If you subscribe to this blog, you used to receive an email sequence about Real Community Development. This Monday I referred to a model I use in the sequence, about three roles of community groups; representation, planning and delivery. Mark Woodhead has responded to my email about planning (number 10 in the sequence).
You are quite right about different organisations having their own plans. However, they ought to be willing to take local residents’ plans seriously. I encourage local people to take approaches to developing their own plans that are participatory and empowering – approaches such as participatory appraisal/participatory learning and action, and Planning for Real. Yes, think about how you are going to present the plan, but also, at an earlier stage, think carefully about how you put the plan together, in a way that gives a voice to quiet/marginalised people and not just to people who are articulate or just plain loud. Tony Gibson, who invented Planning for Real, summed up such an approach in the words ‘eyes down, hands on, rubbing shoulders, a lot less big mouth’.
While there is some truth in saying ‘you won’t have a lot of money or assets compared with other partners’, it is nonetheless worth taking some time to think about or to discover what assets you do have in your neighbourhood, paying particular attention to such things as skills, local knowledge, experience, and networks. These are assets. Use them. Value them. See, for example, The Asset-based Community Development Institute.
Two Stages to Community Planning
There are always two stages to community planning. The local plan is a small part of it, although central to community development work.

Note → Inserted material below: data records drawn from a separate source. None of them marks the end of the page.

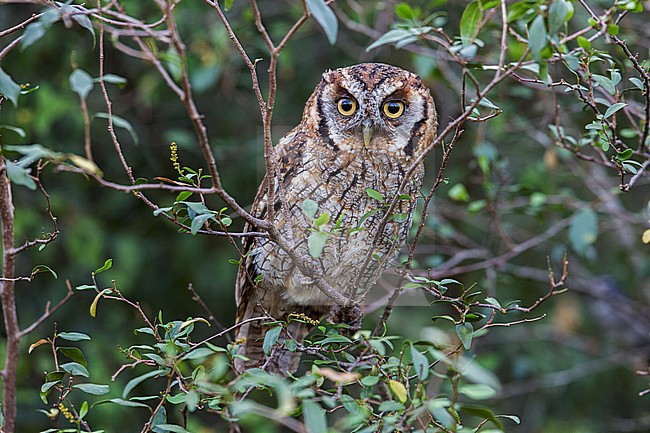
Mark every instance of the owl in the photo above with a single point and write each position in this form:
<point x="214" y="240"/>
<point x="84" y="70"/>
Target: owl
<point x="336" y="174"/>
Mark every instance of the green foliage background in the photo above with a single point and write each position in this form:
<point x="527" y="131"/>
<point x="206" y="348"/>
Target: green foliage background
<point x="572" y="371"/>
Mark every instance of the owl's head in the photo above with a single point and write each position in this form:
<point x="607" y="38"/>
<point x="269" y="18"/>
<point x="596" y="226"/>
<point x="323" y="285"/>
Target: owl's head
<point x="373" y="107"/>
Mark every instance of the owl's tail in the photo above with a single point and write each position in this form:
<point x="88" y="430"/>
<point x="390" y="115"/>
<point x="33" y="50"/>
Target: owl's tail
<point x="251" y="335"/>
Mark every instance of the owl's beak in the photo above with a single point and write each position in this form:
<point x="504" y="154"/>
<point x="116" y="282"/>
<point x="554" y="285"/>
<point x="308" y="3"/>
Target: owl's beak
<point x="367" y="132"/>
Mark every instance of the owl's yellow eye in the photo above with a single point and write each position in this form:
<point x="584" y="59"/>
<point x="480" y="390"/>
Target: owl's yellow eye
<point x="393" y="109"/>
<point x="347" y="106"/>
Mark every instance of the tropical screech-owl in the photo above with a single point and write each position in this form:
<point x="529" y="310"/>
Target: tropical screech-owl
<point x="361" y="129"/>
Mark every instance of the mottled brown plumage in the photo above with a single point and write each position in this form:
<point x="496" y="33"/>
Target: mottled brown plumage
<point x="362" y="128"/>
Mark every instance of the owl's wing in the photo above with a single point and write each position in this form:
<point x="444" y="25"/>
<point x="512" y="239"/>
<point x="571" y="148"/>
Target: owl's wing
<point x="265" y="298"/>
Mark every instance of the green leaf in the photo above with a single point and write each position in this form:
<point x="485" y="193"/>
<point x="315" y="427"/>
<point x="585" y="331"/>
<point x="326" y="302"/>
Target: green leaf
<point x="139" y="379"/>
<point x="199" y="353"/>
<point x="389" y="406"/>
<point x="309" y="208"/>
<point x="465" y="333"/>
<point x="537" y="38"/>
<point x="370" y="381"/>
<point x="472" y="16"/>
<point x="314" y="416"/>
<point x="637" y="82"/>
<point x="316" y="243"/>
<point x="624" y="155"/>
<point x="584" y="43"/>
<point x="93" y="388"/>
<point x="374" y="194"/>
<point x="477" y="391"/>
<point x="19" y="175"/>
<point x="8" y="88"/>
<point x="171" y="428"/>
<point x="107" y="265"/>
<point x="270" y="338"/>
<point x="613" y="109"/>
<point x="75" y="369"/>
<point x="325" y="17"/>
<point x="73" y="336"/>
<point x="420" y="363"/>
<point x="605" y="82"/>
<point x="583" y="230"/>
<point x="126" y="403"/>
<point x="84" y="410"/>
<point x="458" y="192"/>
<point x="37" y="29"/>
<point x="404" y="11"/>
<point x="75" y="354"/>
<point x="399" y="390"/>
<point x="198" y="222"/>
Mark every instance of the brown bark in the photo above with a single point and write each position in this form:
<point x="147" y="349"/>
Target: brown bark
<point x="8" y="300"/>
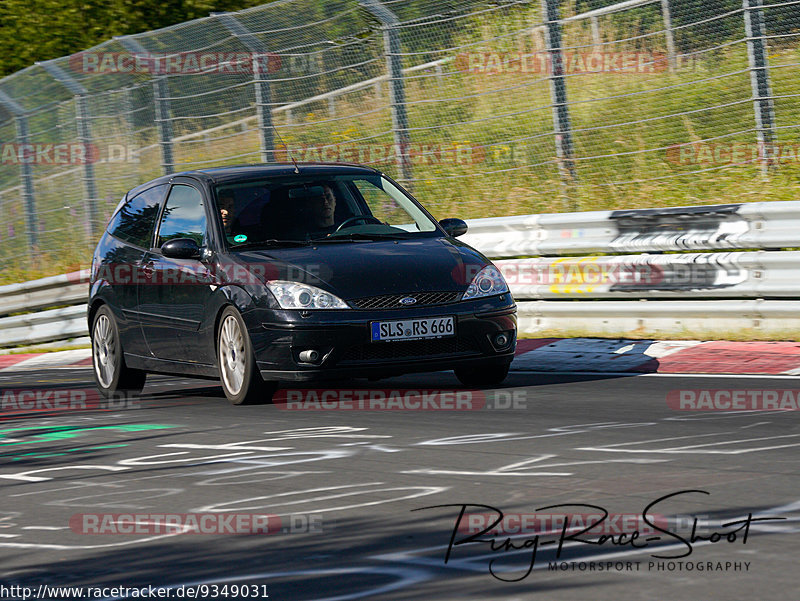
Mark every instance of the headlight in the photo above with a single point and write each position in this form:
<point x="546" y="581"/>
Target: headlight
<point x="488" y="282"/>
<point x="291" y="295"/>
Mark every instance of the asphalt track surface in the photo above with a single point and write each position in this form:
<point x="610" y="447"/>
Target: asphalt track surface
<point x="344" y="485"/>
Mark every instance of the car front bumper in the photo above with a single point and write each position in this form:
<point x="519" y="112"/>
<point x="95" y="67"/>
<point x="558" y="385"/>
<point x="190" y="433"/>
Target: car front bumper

- Each potential partner (local authority, NHS, police, businesses, etc) prepares their own plans. This must include local residents if they are to play a meaningful role in community planning. This is a research stage and for local planning as Mark says it should include participatory methods. This means voices not normally heard are able to make their contribution. If the local plan shows who has contributed, it has more credibility.
- In my email I dwell on the second negotiation stage. Here the various groups get together and work out an agreed community plan.
Take care you don’t confuse these stages. Mark’s emphasis on stage one is important. If it is under-resourced the chances are the local plan will lack credibility. Other plans from the agencies are likely to cover a larger area, such as the local authority area. So they will not solely focus on the assets within the neighbourhood. So, the plan can be promoted on the grounds that it has those assets.
But most people seem to use the word “assets” to mean buildings (which are often liabilities) and not the skills, experience, knowledge and relationships of local residents. So, you see a well researched local plan brings something of great value to the negotiations.
I would love to hear about your experiences developing this type of plan and especially if you used online resources to help with the research. A major issue is exclusion of people who are not online. How do you make sure this does not happen?